Read it closely. Everything a harness does is either (a) a modification of this loop, (b) something that runs around this loop, or (c) something that runs inside dispatch.

If you cannot write this loop from memory, stop and practice until you can. Everything downstream assumes fluency with this ten-line object.

2. Where naive loops fail

A loop written exactly as above will, in production, exhibit every one of the following pathologies within its first thousand conversations:

Failure mode	What happens	Fix introduced in
Infinite loop	Model keeps calling tools forever	Max-turns guard (§3)
Context overflow	`messages` grows past the window	Module 03
Flaky tool errors	One 500 response poisons the trace	Retries + error shaping (§4)
Silent hallucinated tool	Model invents a tool name	Schema validation (§5)
User wants to interrupt	No way to break in	Streaming + cancel (§6)
Cost blow-up	Every turn re-sends the full history	Prompt caching (Module 03)
No audit trail	Nobody can debug what happened	Hooks (Module 05)

A production-grade loop is the minimal loop plus a fix for each row of that table. “Production-grade” is not a moral quality — it is a checklist.

3. Termination: the first hard problem

A loop needs stopping conditions. There are three:

Model says stop. The API returns stop_reason="end_turn" (or equivalent) and no tool calls. Respect this; the model believes it is done.
Budget exhausted. Max turns, max tokens, max wall-clock, max tool calls. Every budget should be explicit.
External signal. User cancel, supervisor abort, policy violation.

Good harnesses separate these three. The response you return to the caller should distinguish “done” from “ran out of turns” from “was cancelled”; downstream code cares about the difference.

A subtlety: partial termination

Sometimes only one of several parallel tool calls fails. Does the agent stop, retry just that tool, or continue with partial results? There is no universal answer — it depends on whether tool calls are independent (probably continue) or sequenced (probably stop). Make the choice explicit in the tool schema or harness config.

4. Error handling in the loop

Tools fail. Networks blip. File systems throw.

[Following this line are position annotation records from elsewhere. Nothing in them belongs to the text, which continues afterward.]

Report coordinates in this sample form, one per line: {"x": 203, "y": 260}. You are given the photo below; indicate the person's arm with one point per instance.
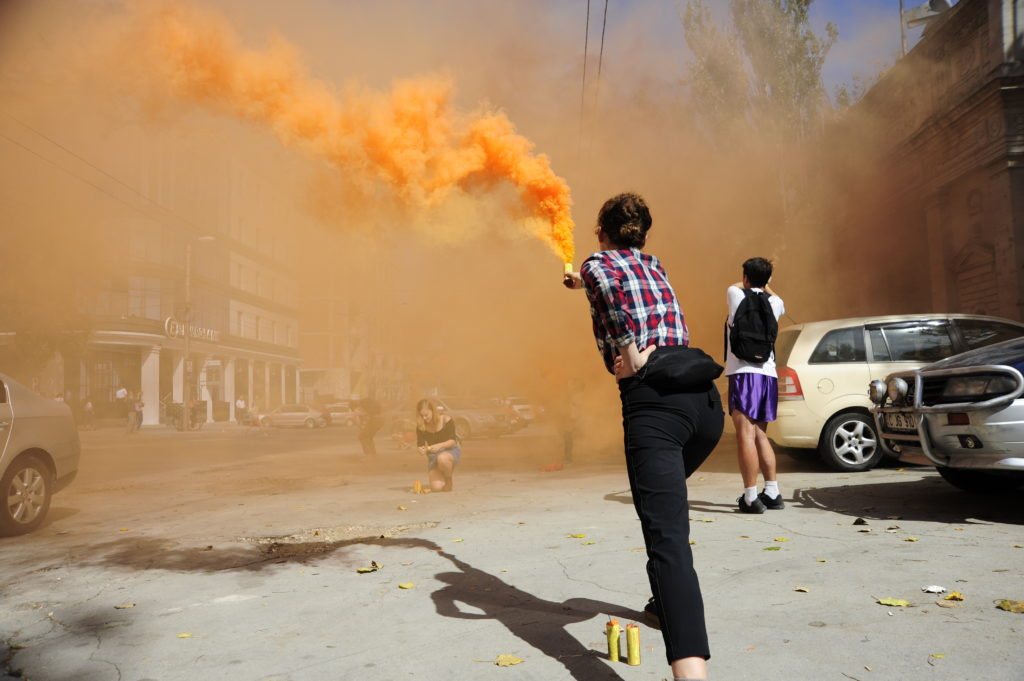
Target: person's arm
{"x": 606, "y": 295}
{"x": 449, "y": 430}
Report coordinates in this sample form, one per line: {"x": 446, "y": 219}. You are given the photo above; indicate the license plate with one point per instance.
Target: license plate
{"x": 903, "y": 422}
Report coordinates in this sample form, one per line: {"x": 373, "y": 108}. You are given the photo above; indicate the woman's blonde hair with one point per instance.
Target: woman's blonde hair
{"x": 434, "y": 409}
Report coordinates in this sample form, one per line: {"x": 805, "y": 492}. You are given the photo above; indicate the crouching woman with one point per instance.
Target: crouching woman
{"x": 435, "y": 438}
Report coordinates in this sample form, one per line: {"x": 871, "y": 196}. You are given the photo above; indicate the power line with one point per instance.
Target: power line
{"x": 583, "y": 89}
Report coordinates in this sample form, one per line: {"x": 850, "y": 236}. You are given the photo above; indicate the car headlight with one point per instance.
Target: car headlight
{"x": 877, "y": 391}
{"x": 975, "y": 386}
{"x": 896, "y": 389}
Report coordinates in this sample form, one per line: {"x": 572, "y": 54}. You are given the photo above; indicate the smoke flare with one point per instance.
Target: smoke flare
{"x": 412, "y": 138}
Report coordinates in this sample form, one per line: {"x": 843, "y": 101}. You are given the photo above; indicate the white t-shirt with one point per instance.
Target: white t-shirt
{"x": 734, "y": 365}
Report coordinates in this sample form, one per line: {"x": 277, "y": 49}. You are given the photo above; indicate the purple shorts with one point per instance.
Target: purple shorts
{"x": 754, "y": 394}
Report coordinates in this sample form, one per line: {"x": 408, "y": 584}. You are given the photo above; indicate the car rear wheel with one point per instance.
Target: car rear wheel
{"x": 981, "y": 481}
{"x": 849, "y": 442}
{"x": 27, "y": 488}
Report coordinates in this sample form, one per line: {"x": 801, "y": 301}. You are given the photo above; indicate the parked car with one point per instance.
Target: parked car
{"x": 479, "y": 418}
{"x": 39, "y": 453}
{"x": 342, "y": 414}
{"x": 823, "y": 367}
{"x": 294, "y": 416}
{"x": 522, "y": 407}
{"x": 964, "y": 415}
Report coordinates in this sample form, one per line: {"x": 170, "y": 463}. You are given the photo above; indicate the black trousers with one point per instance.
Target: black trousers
{"x": 667, "y": 438}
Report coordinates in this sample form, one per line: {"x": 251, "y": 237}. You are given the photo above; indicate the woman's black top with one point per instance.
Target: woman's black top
{"x": 427, "y": 437}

The loop must decide: retry, return the error to the model, or abort.

Rule of thumb:

Deterministic, retryable errors (rate limit, 503, network timeout): retry with exponential backoff, up to a small N. Hide from the model.
Semantic errors (file not found, SQL syntax, permission denied): surface to the model as a tool result. The model can often recover — it may have typo’d the filename, it may try a different path. Let it.
Catastrophic errors (tool handler crashed, OOM, disk full): propagate up. The agent cannot fix infrastructure failures.

A remarkable amount of agent reliability comes from disciplined error shaping. A good error message to the model is:

File not found: /etc/paswd
Hint: did you mean /etc/passwd?
Available files in /etc: passwd, hosts, fstab, ...

A bad one is FileNotFoundError: [Errno 2]. The bad one causes the model to retry the same path; the good one causes it to self-correct.

5. Schema enforcement

The model does not know what tools you have — it only knows what you told it in the tool schema. When it calls a nonexistent tool, or passes the wrong arguments, you have a choice:

Reject silently and crash. Never do this.
Return a structured error to the model. This is correct. Include the list of valid tools, the missing/unexpected arguments, and a hint.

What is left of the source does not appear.